Through the use of technology, Hinge Health positions its services as an accessible and cost-effective alternative to in-person care. The company also aims to expand its core market by reaching the large patient population that does not seek physical therapy for their MSK condition due to inconvenience, cost or inaccessibility. And that's a massive market. The company says 40% of U.S. adults have a MSK condition, but only 9% have sought physical therapy.
Hinge Health is well positioned from a business perspective in its core market of contracting with self-insured employers, both directly and through health plan partners, DeGagne wrote in the PitchBook report. "This segment benefits from excellent margins—over 80% as of last quarter—strong growth, and a scalable model that will require relatively modest investment as the company seeks to increase member engagement," he noted.

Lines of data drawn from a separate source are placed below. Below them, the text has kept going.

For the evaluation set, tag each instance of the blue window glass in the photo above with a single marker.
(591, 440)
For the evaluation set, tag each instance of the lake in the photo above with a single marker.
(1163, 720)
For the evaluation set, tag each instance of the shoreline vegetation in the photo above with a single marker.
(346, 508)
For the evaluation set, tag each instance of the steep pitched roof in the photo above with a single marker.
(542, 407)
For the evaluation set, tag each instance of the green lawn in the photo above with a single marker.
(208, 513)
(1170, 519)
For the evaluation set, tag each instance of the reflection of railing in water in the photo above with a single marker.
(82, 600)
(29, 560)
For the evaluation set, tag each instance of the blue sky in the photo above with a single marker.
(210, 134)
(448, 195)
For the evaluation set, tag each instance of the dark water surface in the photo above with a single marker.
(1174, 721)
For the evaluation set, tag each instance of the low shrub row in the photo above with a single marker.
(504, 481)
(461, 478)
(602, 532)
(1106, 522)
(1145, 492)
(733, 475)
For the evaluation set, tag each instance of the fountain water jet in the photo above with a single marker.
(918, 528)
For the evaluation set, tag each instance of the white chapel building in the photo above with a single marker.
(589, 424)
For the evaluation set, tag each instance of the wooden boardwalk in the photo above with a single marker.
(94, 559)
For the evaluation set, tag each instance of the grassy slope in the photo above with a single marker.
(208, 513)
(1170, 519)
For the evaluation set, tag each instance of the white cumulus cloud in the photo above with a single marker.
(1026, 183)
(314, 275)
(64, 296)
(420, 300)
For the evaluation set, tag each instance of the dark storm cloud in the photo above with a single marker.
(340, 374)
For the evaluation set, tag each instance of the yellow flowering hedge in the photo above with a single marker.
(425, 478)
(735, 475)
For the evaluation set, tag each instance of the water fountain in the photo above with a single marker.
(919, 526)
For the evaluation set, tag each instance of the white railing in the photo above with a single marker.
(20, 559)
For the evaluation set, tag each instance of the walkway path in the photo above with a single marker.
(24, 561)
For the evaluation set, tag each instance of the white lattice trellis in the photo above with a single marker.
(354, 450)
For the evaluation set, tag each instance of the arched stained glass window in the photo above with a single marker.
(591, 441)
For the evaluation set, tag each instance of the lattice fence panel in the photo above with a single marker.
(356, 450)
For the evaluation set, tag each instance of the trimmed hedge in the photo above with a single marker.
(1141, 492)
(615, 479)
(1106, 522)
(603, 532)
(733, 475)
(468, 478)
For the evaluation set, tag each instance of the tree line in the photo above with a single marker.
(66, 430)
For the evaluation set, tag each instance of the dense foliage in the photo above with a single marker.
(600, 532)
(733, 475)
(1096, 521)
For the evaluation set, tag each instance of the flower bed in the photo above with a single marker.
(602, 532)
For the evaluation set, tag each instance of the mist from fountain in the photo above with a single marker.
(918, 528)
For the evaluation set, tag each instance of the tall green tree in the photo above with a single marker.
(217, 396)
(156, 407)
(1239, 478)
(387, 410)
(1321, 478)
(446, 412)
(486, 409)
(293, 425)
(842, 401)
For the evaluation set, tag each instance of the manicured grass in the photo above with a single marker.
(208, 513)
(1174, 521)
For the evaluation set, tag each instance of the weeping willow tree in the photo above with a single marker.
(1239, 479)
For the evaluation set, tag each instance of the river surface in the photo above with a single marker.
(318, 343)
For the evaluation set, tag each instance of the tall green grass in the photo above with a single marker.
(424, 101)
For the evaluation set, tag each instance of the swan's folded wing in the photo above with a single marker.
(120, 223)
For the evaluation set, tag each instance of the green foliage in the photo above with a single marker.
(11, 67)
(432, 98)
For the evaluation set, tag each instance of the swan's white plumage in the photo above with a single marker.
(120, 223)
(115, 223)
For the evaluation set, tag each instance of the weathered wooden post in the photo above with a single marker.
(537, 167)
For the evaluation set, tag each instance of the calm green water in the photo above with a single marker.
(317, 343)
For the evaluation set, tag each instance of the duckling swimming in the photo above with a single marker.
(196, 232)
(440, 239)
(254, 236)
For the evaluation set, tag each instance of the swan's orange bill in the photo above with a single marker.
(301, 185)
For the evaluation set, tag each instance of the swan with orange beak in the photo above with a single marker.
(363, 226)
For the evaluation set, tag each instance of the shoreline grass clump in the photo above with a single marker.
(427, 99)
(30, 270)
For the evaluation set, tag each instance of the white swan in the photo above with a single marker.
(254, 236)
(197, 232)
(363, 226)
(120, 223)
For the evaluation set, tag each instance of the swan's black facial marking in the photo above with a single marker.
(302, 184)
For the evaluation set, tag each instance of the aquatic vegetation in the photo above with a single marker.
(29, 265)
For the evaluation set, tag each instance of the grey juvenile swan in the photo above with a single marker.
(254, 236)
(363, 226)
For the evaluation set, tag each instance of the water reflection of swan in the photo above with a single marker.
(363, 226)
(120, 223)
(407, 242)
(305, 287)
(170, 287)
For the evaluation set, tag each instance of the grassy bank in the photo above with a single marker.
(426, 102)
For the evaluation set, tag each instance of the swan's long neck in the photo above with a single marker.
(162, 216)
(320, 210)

Hinge Health plans to further expand into fully insured employers, Medicare Advantage and federal insurance plans.
"While we do not question the growth potential in these segments, meaningful expansion will likely require additional investment in research & development, sales, marketing, and technology," DeGagne wrote.
Hinge Health achieved profitability for the first time in late 2024, but analysts do not expect profits to accelerate rapidly as the company continues to aggressively pursue growth opportunities, he wrote.
The company also faces considerable competition from in-person providers and other virtual care companies.
Another key factor to Hinge Health's longer-term outlook is whether it can integrate with other care providers, DeGagne wrote, noting that its HingeConnect feature is a good start.
"While Hinge Health has not prioritized formal integration with health systems to date, it has forged strategic partnerships with care navigation provider Quantum Health and specialty care network Carrum Health. These collaborations aim to connect Hinge Health’s virtual physical therapy services with existing care pathways, enhancing coordination across different patient touchpoints," he wrote.